Le texte de cette page a été corrigé et est conforme au fac-similé.

deux morceaux de bois, le joueur de violon. Ce geste décida de son avenir. Un cousin, magister, — et Kapellmeister, aussi — d’un prochain village, emmena le gamin et lui donna les premières leçons. Peu après, un passant l’entendit et l’emmena encore. Plus loin cette fois, car le passant était un certain Reuter, maître de chapelle de la cathédrale de Vienne. Quelques années de cette maîtrise même n’apprirent guère autre chose à l’enfant de chœur que la pratique du répertoire. Reuter ne remarqua rien en lui. Quand vint l’âge de la mue, il quitta Saint-Etienne. Il en emportait peu de savoir, moins d’argent encore, mais beaucoup de courage et de gaîté. Un brave homme de chantre le recueillit. Alors commença pour Haydn une libre et vagabonde carrière. Hâtons-nous d’ajouter que, pour n’être pas sans aventure, sans péril même, elle fut du moins sans reproche. Assuré de trouver chez son hôte, un pauvre diable aussi, le gîte, sinon le souper tous les soirs, il se mit, écrit son biographe, « à regarder autour de lui vivre la grande ville. » Elle vivait alors en musique et c’est ainsi, lui-même, qu’il vécut.
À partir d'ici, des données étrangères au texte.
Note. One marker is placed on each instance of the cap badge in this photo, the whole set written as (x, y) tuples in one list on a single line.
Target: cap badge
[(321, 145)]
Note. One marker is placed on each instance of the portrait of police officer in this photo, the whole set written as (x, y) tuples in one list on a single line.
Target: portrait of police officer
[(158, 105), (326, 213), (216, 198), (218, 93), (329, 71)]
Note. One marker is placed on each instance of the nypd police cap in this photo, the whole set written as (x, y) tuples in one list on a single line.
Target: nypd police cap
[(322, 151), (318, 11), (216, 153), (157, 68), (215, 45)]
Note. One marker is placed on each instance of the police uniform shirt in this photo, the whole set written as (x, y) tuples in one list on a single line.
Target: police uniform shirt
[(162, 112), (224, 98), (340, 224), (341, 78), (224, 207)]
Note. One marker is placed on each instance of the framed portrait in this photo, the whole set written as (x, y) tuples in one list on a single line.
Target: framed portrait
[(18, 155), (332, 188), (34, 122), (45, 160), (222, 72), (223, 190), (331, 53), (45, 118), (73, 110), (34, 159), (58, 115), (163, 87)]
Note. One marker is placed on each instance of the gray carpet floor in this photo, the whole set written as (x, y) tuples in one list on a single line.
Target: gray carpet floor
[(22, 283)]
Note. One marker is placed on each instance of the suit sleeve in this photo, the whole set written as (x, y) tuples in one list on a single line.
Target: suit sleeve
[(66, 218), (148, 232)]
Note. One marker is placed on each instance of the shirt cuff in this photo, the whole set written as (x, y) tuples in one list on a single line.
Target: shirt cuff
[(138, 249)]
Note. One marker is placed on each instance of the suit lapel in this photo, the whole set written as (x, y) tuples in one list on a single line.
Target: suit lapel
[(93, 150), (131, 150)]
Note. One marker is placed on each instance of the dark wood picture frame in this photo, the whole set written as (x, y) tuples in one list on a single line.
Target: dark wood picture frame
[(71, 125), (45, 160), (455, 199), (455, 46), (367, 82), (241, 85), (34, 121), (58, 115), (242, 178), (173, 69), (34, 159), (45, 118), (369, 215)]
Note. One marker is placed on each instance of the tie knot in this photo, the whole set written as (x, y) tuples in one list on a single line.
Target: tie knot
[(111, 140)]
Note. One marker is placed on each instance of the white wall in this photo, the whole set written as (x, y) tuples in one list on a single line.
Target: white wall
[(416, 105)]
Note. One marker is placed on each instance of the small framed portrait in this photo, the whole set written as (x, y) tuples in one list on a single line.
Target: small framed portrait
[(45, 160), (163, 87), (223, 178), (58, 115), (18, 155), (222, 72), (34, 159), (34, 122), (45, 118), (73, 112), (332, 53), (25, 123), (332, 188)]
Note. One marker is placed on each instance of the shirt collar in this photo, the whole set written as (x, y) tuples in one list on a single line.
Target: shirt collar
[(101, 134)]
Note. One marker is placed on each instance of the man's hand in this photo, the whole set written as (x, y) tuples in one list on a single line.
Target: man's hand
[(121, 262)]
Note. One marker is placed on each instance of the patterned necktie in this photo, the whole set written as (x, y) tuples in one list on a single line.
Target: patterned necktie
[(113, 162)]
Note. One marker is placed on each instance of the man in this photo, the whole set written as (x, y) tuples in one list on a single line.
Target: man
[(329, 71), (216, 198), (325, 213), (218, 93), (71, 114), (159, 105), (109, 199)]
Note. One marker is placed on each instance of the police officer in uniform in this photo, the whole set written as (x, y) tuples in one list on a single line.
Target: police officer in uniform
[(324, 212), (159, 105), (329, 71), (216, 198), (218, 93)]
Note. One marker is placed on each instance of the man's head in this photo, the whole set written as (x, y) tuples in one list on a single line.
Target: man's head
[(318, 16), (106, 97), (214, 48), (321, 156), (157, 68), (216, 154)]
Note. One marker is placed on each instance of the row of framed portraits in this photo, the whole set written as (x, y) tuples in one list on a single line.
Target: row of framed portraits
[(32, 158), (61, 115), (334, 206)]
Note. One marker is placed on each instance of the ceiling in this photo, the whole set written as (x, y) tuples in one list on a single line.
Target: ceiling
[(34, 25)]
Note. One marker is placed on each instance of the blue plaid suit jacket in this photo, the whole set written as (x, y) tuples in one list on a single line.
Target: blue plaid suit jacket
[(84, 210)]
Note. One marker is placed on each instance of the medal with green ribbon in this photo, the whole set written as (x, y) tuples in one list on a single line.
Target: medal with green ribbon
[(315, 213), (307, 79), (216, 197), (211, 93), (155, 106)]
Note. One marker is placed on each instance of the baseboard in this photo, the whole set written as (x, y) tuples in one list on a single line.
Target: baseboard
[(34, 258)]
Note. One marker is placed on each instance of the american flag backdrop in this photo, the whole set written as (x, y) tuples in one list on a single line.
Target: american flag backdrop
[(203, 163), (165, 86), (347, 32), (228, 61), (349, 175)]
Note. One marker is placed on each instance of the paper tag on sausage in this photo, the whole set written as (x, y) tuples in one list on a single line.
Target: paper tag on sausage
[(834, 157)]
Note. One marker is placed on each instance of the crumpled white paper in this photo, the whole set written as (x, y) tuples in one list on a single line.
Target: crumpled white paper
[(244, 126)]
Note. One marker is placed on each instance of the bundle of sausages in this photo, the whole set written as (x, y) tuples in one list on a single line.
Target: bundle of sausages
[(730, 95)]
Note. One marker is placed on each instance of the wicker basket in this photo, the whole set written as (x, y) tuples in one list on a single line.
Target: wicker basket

En musique, et de la musique aussi, fût-ce la plus modeste : celle du théâtre jamais, quelquefois celle des salons, voire des salles à manger, — on aimait alors la « musique de table, » — mais le plus souvent celle des rues. « Se joindre à de petits orchestres de sérénades et battre avec eux chaque soir le pavé de la ville, un violon à l’épaule, était un métier suffisant pour nourrir à peu près son homme. Haydn en vécut l’été, à la manière des cigales, et, l’hiver, il servit par son jeu et par la composition de menuets, le répertoire des « redoutes » et des « tavernes. »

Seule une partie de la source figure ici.